Since 2015, the number of captives licensed in Arizona, as well as captive premium volume, have increased each year.
The growth in captive premium volume has been especially impressive. In 2019, Arizona captives generated $9.4 billion in premiums, up well over 40 percent since 2015..
Captive managers attribute that growth to several factors. One key factor: Arizona, unlike, many other domiciles, does not impose a tax on captives' premium volume.
"That is a very attractive feature. That is where Arizona stands out," said Kimberly Wack, a director with Aon PLC in Phoenix.
To be sure, captive insurers pay other fees, but they are modest. For example, captives pay an annual $5,500 licensing fee.
"We are one of a very few domestic domiciles that does not impose premium taxes on captives. Instead, we have a flat and very reasonable annual renewal fee," said Vincent Gosz, chief captive analyst with the Arizona Department of Insurance and Financial Institutions in Phoenix.
Also unlike many other domiciles, state captive regulators have funds, authorized under legislation passed in 2017, to cover expenses they incur in promoting the state's captive insurance industry.
"This is an indication of how supportive state legislators are of the state's captive statute," said Stephen Briggs, a legislative and public affairs officer with the Arizona Department of Insurance and Financial Institutions in Phoenix.
Other factors propelling captive growth include the high quality and accessibility of captive regulators.
"They are very flexible and easy to work with," said Aon's Ms. Wack.
At the same time, captive regulators take the time to meet with captive sponsors and managers.
"They are very available and interactive" with the Arizona Captive Insurance Association (ACIA), noted Victoria Fimea, a member of the ACIA's Board of Directors, and earlier a senior vice president, legal counsel, and head of the regulatory department—North America for Artex Risk Solutions in Mesa, Arizona, adding that a state captive regulator always attends the association's breakfast meetings.
Those attractions have not gone unnoticed. Indeed, some of the biggest and best known US corporations in industries as diverse as health care, manufacturing, banking, and insurance, have set up captives in Arizona.
"We have some of the premier captives in the world," said J. Michael Low, the prior president of the ACIA and of counsel with Kutak Rock LLP in Scottsdale, Arizona.
At the same time, Arizona's appeal as a captive domicile has gained the attention of those with captives in other domiciles. In fact, between 10 percent and 15 percent of Arizona's captive insurance companies have come from other domiciles where they were originally licensed.

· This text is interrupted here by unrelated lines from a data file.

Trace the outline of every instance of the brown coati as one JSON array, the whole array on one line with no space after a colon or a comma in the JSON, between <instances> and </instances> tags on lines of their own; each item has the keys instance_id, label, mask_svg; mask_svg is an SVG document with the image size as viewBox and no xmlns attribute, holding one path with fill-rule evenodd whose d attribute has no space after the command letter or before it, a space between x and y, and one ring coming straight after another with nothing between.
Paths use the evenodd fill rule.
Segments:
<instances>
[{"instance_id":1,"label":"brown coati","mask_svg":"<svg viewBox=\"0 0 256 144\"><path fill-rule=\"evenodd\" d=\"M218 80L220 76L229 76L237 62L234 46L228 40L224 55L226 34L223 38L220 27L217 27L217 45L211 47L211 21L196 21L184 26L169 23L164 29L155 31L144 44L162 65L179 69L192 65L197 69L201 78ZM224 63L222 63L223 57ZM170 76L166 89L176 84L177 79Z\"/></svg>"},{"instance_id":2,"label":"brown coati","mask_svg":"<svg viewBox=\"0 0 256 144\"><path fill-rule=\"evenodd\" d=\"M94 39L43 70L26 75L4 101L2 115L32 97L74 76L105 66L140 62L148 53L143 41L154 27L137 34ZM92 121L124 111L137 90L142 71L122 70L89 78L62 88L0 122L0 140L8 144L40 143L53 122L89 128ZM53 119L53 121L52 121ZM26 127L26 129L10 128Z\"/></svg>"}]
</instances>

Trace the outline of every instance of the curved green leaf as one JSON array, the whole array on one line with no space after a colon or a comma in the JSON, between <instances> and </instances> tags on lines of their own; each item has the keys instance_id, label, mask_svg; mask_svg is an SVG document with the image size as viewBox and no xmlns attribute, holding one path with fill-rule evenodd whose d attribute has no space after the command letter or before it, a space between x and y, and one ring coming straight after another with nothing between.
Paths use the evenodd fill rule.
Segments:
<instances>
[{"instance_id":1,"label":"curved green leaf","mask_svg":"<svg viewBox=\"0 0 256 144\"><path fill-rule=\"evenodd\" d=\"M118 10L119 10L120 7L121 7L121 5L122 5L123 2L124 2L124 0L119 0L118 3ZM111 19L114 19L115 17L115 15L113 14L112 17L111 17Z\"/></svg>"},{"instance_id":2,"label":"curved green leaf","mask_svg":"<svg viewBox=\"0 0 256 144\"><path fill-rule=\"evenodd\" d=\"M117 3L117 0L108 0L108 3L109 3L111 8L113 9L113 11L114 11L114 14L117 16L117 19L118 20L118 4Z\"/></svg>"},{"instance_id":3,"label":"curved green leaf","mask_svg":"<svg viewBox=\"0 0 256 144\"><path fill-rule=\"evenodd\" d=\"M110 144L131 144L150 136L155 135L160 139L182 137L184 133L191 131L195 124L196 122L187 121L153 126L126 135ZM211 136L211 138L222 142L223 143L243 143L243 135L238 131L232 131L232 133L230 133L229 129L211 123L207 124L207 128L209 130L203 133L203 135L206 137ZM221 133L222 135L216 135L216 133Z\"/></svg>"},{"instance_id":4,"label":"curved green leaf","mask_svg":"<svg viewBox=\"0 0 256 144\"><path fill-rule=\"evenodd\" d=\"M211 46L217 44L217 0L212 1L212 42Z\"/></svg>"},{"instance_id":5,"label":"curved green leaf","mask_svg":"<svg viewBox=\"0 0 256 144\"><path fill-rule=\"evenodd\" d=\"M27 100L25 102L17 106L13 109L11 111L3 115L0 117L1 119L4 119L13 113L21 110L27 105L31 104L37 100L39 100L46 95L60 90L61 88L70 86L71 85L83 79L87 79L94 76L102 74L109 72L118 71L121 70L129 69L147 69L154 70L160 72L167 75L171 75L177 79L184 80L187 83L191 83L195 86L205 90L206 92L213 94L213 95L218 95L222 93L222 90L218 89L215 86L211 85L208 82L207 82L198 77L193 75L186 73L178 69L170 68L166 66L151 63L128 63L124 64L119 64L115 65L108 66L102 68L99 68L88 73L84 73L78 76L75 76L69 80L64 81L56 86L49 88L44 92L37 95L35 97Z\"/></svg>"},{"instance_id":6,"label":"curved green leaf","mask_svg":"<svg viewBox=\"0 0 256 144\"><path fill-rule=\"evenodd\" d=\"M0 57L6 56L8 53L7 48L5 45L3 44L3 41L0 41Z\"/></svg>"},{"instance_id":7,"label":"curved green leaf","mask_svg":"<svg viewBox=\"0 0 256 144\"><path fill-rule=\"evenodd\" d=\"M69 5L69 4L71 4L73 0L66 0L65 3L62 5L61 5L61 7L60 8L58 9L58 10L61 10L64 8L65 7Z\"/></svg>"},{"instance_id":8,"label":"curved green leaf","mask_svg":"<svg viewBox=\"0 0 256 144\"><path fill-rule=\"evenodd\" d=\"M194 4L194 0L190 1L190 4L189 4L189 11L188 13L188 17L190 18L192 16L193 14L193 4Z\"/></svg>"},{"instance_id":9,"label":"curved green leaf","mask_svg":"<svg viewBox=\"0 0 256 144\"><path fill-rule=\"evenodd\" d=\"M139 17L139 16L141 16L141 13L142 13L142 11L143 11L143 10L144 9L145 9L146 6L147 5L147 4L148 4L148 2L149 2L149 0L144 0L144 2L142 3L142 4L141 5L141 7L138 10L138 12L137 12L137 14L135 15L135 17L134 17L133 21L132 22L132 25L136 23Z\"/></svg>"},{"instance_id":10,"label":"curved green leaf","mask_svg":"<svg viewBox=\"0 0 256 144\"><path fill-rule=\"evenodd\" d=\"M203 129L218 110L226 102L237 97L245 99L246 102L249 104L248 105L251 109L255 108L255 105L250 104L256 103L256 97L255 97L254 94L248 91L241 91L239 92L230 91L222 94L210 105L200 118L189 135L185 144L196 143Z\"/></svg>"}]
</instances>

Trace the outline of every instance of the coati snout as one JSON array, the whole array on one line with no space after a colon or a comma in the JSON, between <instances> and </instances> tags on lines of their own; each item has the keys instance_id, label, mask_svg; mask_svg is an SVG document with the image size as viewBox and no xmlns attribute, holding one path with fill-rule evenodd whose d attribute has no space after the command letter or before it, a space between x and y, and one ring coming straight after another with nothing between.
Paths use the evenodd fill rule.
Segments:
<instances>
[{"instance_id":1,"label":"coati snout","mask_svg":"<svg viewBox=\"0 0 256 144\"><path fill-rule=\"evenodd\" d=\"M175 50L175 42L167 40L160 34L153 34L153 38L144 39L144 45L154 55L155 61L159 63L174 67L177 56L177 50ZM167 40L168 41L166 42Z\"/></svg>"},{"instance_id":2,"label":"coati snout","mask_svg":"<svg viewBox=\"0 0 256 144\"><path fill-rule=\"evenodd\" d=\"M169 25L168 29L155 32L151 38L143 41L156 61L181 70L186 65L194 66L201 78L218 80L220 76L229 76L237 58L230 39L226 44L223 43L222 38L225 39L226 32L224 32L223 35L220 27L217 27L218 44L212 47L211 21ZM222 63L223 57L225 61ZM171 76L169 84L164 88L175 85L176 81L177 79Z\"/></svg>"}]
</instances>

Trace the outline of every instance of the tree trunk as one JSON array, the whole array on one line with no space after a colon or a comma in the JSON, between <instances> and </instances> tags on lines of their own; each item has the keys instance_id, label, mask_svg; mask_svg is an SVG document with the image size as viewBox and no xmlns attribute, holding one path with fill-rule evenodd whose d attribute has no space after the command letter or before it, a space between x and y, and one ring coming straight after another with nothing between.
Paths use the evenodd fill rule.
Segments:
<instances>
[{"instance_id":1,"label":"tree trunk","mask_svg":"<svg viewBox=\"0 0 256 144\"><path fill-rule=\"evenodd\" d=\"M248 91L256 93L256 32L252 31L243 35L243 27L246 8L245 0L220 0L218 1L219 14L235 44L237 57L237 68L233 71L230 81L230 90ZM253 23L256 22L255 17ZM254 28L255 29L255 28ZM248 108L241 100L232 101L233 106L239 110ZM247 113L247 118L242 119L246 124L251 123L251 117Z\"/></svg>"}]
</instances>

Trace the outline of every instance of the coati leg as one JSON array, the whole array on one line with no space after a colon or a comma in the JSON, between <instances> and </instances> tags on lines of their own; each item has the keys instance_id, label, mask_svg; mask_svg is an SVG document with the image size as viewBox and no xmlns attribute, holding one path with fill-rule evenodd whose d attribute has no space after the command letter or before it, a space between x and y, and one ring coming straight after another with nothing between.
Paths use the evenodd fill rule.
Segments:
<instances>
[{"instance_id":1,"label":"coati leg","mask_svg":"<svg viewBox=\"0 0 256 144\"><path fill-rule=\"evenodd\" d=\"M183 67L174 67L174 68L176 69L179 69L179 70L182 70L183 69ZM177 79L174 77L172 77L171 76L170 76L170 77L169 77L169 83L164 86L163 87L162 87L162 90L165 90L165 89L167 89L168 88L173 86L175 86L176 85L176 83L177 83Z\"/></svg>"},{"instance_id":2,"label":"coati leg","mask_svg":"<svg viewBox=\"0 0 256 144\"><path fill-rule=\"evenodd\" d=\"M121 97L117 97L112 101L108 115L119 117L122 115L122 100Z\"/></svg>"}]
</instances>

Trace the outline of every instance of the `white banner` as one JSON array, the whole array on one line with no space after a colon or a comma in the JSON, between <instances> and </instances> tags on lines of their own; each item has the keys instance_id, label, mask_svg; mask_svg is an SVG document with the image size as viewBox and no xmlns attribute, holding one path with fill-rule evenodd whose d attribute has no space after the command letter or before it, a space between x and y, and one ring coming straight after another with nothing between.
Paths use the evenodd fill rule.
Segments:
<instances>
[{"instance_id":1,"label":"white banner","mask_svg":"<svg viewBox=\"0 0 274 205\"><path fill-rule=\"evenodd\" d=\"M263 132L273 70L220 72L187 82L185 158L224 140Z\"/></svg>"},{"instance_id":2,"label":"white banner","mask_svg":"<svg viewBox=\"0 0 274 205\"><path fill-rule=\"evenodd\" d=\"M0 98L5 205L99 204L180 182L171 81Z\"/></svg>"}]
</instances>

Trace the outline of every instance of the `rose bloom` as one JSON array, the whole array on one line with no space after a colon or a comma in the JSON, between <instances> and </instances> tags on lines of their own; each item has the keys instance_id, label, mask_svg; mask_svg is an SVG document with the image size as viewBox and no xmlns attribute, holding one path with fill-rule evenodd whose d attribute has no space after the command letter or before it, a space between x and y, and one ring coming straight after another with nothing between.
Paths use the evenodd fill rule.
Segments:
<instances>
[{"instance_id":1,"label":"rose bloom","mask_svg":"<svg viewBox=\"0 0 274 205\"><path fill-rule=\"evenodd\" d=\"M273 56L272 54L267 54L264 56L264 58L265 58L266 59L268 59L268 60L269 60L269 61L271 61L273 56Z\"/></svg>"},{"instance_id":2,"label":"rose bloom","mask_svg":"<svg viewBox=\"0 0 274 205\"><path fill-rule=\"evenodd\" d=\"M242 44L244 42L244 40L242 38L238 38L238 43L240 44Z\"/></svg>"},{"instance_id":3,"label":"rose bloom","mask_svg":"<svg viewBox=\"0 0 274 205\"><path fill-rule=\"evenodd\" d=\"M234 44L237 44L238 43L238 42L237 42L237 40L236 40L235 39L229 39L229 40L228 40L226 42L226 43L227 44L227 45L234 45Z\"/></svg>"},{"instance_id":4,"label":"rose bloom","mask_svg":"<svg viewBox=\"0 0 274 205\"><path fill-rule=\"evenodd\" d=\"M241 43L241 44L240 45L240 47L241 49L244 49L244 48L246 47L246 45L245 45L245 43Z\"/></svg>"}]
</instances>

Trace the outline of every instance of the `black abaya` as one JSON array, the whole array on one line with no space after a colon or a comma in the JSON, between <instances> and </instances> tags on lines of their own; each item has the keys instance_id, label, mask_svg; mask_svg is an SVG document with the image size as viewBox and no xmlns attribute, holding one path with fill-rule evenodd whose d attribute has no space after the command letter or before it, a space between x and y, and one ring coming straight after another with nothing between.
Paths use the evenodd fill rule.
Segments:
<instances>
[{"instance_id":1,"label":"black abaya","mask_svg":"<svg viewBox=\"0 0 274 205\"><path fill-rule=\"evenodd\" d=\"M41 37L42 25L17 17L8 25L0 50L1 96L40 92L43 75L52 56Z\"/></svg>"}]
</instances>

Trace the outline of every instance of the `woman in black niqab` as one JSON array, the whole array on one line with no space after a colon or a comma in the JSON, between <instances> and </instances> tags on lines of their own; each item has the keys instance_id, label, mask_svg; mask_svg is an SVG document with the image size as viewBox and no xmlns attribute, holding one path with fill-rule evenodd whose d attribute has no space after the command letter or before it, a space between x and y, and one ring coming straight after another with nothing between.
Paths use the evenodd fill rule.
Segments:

And more captives are expected to move to Arizona. "We have seen an uptick of interest" from captives in other domiciles, Mr. Gosz said, adding that "the future is very bright. We have grown steadily and predictably, and we think that will likely continue in the future."
Arizona capital and surplus requirements vary by captive type. For example, the minimum capital and surplus requirement for single-parent captives is $250,000 and $500,000 for most other types of captives.
In addition, captives have to hold at least one annual meeting in Arizona and have at least one Arizona resident director.